Gareth had sent for reinforcements and the park was surrounded, in case anybody tried to escape from it. It wasn’t explained to me, but I knew what everybody was thinking. The searchers spaced themselves at five-yard intervals and slowly moved into the wood. Their torches sent beams of light flashing on the tree trunks and illuminating
criss-crossing
branches that flickered bright for a moment, cutting the blackness into an ever-changing
cubist nightmare of shapes. The shadows danced and swayed and closed in again behind the searchers.
‘Sonia! It’s the police, where are you?’ It was Dave, shouting her name. Their torches had vanished apart from the occasional stray beam of light as someone examined the undergrowth. A minute later he called again, fainter. The third time he was barely audible.
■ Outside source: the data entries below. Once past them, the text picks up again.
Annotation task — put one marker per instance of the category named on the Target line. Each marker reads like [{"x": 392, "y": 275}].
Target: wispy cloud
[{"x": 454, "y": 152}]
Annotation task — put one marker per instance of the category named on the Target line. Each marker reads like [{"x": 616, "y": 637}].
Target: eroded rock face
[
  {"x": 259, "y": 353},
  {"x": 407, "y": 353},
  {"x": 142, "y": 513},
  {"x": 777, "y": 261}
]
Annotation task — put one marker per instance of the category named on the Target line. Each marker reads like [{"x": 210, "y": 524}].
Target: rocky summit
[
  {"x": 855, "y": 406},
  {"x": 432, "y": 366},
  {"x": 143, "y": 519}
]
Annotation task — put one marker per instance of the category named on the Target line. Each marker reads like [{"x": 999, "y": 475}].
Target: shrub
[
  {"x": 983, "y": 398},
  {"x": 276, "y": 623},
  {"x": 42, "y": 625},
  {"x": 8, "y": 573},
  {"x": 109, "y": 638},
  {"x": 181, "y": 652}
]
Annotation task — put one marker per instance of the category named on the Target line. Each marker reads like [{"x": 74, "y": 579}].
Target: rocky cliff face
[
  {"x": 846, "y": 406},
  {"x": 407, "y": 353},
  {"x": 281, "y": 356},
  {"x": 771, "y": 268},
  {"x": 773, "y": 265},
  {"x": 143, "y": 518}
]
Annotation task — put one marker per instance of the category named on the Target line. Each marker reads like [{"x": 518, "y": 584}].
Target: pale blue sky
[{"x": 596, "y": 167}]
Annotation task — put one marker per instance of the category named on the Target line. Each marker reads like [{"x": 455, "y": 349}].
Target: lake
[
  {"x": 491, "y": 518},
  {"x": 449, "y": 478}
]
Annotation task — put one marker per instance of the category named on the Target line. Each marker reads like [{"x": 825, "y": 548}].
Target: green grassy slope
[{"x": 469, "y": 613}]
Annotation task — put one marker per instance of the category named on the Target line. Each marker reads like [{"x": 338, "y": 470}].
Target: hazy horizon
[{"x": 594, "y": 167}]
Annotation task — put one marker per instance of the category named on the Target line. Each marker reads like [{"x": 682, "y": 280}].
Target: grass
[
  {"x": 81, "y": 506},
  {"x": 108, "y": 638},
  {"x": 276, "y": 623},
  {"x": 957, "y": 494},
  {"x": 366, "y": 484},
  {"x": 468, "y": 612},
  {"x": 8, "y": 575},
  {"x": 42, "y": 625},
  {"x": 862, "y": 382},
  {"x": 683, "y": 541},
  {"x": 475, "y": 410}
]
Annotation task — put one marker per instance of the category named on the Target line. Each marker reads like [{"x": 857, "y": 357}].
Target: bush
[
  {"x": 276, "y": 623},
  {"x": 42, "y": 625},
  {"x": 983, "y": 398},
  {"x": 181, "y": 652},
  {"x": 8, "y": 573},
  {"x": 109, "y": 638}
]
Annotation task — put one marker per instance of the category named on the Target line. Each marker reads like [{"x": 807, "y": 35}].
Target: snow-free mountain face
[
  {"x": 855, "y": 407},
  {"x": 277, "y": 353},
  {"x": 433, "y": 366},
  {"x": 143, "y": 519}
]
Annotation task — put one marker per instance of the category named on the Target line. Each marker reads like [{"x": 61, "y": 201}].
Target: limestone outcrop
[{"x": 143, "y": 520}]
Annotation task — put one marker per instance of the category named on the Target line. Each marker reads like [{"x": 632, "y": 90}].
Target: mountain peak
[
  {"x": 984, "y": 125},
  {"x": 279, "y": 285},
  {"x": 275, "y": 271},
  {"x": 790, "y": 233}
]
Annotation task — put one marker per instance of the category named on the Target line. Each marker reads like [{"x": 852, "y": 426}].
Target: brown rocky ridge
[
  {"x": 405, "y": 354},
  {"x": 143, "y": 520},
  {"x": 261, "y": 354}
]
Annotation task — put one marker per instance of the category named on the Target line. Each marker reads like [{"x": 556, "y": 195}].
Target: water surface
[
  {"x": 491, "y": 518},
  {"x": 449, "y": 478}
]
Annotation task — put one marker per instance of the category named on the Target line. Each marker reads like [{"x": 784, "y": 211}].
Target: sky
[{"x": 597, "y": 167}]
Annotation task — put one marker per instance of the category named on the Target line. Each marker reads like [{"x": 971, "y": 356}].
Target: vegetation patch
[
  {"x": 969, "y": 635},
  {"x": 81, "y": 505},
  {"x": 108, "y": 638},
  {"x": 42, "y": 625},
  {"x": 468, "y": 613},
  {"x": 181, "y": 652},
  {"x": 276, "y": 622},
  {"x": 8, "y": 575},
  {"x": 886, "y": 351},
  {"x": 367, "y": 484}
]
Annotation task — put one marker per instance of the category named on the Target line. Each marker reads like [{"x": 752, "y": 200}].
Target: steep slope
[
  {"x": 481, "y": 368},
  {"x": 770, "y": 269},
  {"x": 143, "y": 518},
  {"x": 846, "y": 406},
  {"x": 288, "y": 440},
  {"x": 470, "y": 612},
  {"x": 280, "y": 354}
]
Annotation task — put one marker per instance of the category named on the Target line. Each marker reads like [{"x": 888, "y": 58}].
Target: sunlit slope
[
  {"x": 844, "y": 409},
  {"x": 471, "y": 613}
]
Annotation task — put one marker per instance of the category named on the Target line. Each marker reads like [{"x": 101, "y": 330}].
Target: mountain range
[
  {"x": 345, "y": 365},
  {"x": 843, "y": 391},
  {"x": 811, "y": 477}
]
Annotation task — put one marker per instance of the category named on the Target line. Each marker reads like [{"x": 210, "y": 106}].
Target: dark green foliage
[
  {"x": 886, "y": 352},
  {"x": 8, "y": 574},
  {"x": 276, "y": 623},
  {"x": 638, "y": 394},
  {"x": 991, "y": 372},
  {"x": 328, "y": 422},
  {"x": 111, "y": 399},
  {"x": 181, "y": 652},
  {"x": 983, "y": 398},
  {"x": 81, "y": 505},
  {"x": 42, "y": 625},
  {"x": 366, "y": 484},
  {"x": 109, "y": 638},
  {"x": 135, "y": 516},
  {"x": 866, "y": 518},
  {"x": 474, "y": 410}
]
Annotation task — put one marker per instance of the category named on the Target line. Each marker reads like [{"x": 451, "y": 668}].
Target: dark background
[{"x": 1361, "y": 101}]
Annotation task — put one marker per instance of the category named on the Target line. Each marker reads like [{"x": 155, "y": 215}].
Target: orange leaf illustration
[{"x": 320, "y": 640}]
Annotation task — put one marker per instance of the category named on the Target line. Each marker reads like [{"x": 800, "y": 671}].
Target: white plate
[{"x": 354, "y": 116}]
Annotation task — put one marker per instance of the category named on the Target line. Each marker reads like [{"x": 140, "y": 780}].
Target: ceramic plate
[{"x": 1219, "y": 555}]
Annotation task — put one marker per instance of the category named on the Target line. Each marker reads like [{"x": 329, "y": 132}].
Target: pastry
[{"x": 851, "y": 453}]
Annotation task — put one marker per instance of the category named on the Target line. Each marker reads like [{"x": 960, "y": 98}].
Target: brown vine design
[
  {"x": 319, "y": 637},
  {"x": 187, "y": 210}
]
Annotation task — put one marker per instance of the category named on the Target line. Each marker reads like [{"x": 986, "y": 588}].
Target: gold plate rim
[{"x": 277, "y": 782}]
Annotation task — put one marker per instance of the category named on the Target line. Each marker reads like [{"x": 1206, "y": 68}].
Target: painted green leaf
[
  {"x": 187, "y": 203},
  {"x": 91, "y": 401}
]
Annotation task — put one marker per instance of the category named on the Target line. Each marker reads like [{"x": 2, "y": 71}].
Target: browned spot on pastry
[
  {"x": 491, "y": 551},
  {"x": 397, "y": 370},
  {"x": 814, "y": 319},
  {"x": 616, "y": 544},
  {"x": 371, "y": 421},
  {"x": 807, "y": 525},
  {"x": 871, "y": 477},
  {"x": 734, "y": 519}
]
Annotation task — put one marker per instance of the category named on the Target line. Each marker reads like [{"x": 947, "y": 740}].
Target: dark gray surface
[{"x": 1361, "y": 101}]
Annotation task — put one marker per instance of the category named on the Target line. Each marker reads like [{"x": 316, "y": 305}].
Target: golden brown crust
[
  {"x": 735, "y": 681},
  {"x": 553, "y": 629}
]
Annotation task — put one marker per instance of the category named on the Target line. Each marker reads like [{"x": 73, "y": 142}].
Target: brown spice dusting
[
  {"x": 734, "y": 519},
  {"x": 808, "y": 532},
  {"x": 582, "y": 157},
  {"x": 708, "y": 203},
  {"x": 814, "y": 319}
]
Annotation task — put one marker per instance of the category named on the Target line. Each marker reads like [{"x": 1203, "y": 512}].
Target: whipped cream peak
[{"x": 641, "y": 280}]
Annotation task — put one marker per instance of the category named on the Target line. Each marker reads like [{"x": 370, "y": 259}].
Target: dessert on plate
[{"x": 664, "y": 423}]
‘Thanks for coming, Gareth,’ I said.
‘They’ll find her, Charlie.’
‘Of course they will.’
I’ve never believed in all this positive thinking stuff. Not when it’s about events you have no control over. It’s one thing for someone like Sonia to believe that she can train to make herself the best, but no amount of positive thinking or
self-hypnotism
or any other mumbo jumbo will help you overcome gravity or change the mind of a madman. There was no moon. We leaned on the bonnet of my car and didn’t speak again. Away to the left were the windows of the clubhouse, and beyond the golf course we could see the orange glow of the lights on the bypass. Otherwise, the darkness was near total.
The torches appeared again, a couple of hundred yards away, and we heard the Sergeant shouting instructions. Within seconds they had vanished back into the wood. Over at the clubhouse car engines were starting. Headlights swept round,
dazzling us briefly before driving away. It was going home time. Call it eleven-thirty. Sonia had been out for over five hours. Half of the clubhouse lights went out, then the other half.
I thought of her, and how I’d felt, two weeks ago as she pranced her way to victory. She was almost apologetic, while I nearly exploded with pride.
La Gazelle
was back! But I was just as happy about how she handled defeat, and as she’d pounded her lonely way on the last half of yesterday’s race the crowd recognised they were watching someone special, and gave her the biggest cheer. Was it only yesterday?
High above us the stars were a blazing trail across the sky and I was looking for constellations, wondering how many billions of light years they were away, when the warbling of a phone brought me back from where I was trying to escape to. I turned to Gareth but he already had it to his ear.
‘You have?’ he said, and, ‘Right. Where are you…? Yes, he’s with me… A couple of minutes. Right.’
He closed the phone and said, ‘They’ve found something, Charlie. They want you round there.’
‘What?’ I demanded, dreading the answer, not sure if I wanted to know. ‘What have they found?’